Given (1) that the dominant framework of interpretation (that burden-sharing is required and legitimate) – which was the same in both the Ebola and ISIS cases – does not effectively predict the quality of burden-sharing, and (2) that in the preceding overview even in a case where there was no consensual framework of interpretation (in the Ukraine case) it was possible to have a working burden-sharing arrangement, one can draw a modest conclusion: namely, that behind dominant frameworks of interpretation strategic narratives may matter more (on the topic of strategic narratives see De Graaf, Dimitriu and Ringsmose, 2015).

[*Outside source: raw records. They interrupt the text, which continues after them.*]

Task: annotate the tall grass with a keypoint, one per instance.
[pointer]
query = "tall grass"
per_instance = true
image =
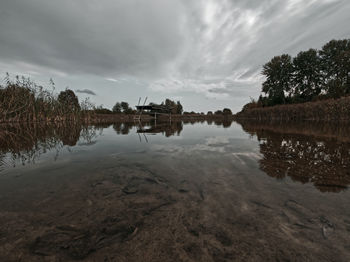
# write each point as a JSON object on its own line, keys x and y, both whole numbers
{"x": 23, "y": 100}
{"x": 327, "y": 110}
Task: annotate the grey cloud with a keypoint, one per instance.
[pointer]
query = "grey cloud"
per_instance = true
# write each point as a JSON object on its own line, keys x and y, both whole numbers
{"x": 86, "y": 91}
{"x": 195, "y": 47}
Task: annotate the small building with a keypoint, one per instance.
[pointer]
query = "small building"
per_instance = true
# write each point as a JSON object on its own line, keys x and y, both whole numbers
{"x": 154, "y": 109}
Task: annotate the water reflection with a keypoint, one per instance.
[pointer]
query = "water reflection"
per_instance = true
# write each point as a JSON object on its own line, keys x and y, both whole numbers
{"x": 25, "y": 143}
{"x": 305, "y": 152}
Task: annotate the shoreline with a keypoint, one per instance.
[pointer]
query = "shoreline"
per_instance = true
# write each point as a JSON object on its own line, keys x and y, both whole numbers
{"x": 331, "y": 110}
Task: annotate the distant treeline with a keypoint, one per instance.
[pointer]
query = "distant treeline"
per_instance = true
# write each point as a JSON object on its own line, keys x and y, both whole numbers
{"x": 22, "y": 100}
{"x": 311, "y": 75}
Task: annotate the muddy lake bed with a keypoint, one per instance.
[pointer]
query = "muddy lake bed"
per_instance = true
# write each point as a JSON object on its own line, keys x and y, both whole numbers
{"x": 175, "y": 191}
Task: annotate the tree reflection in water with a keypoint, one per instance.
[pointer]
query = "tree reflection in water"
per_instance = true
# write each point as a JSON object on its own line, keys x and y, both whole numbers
{"x": 305, "y": 152}
{"x": 25, "y": 143}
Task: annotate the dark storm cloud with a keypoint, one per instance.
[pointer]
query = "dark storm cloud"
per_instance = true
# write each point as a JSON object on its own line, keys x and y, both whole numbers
{"x": 86, "y": 91}
{"x": 207, "y": 47}
{"x": 95, "y": 37}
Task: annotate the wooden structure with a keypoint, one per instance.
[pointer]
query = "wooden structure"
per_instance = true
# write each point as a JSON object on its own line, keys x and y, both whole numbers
{"x": 152, "y": 110}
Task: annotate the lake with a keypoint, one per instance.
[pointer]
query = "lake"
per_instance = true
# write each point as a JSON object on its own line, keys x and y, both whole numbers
{"x": 175, "y": 191}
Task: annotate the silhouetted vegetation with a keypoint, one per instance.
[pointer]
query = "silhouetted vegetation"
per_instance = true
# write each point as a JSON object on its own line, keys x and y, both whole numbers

There has to be agreement among burden-sharing actors not only that a certain goal is desirable (and that it may be called a public or common good) but also regarding the ways and means of achieving said end. A working strategic narrative has to offer this. It has arguably been missing to some extent in Afghanistan whereas in Libya it was emphasised that a moral choice needed to be made rather than an actual strategy found. To the contrary in the case of Ukraine: although NATO member states may not have agreed completely on a narrative of what happened in Ukraine, on what to offer to Ukraine in the long run or how much they could afford to sanction Russia economically, they all agreed that some kind of signal of military preparedness was needed exactly in order to decrease the ambiguity of the situation after Russia’s annexation of Crimea. That this could be achieved by a comparatively minor build-up of forces along the Alliance’s eastern periphery was a belieavable narrative in the sense of its constituting a set of anticipated cause-effect mechanisms that most could trust.

Similarly, in the case of the Ebola epidemic it was never a questionable narrative that an international mobilisation of resources could, with sufficient effort, achieve results, and thus burden-sharing worked here as well. In contrast, in the fight against the Islamic State the strategic narrative includes many loose threads. What happens in a country such as Iraq with infrastructure ruined even further by air strikes – is it going to offer the prospect of a land free of violent radicalism of the jihadi variety? Does the killing, apparently at a rather slow pace, of Islamic State combatants result in incapacitating the organisation? What happens if that is not the case? And, given continued successful recruitment by ISIS, are Syria and Iraq as battlespaces net killers or breeders of jihadi combatants – for example from the perspective of European countries?

To some extent these findings contradict Mancur Olson’s expectation that collective action may fail with greater likelihood if the good to be produced is a true public good – as is the case with fighting Ebola (Olson, 1975:14-16). Olson convincingly concludes this alluding to how it may be in no one’s interest to act when anyone and everyone may be expected to act. It is not difficult, however, to offer a plausible explanation of the findings here with reference to strategic narratives – one that may function as a caveat to Olson’s proposition. When something can be realistically done and inaction carries significant risk that is more or less evenly distributed, collective action is more likely than in cases where risk is uneven and the good to be produced is either not purely a public good or it cannot be produced purely – that is, without the possible production of some public as well as private “bads.”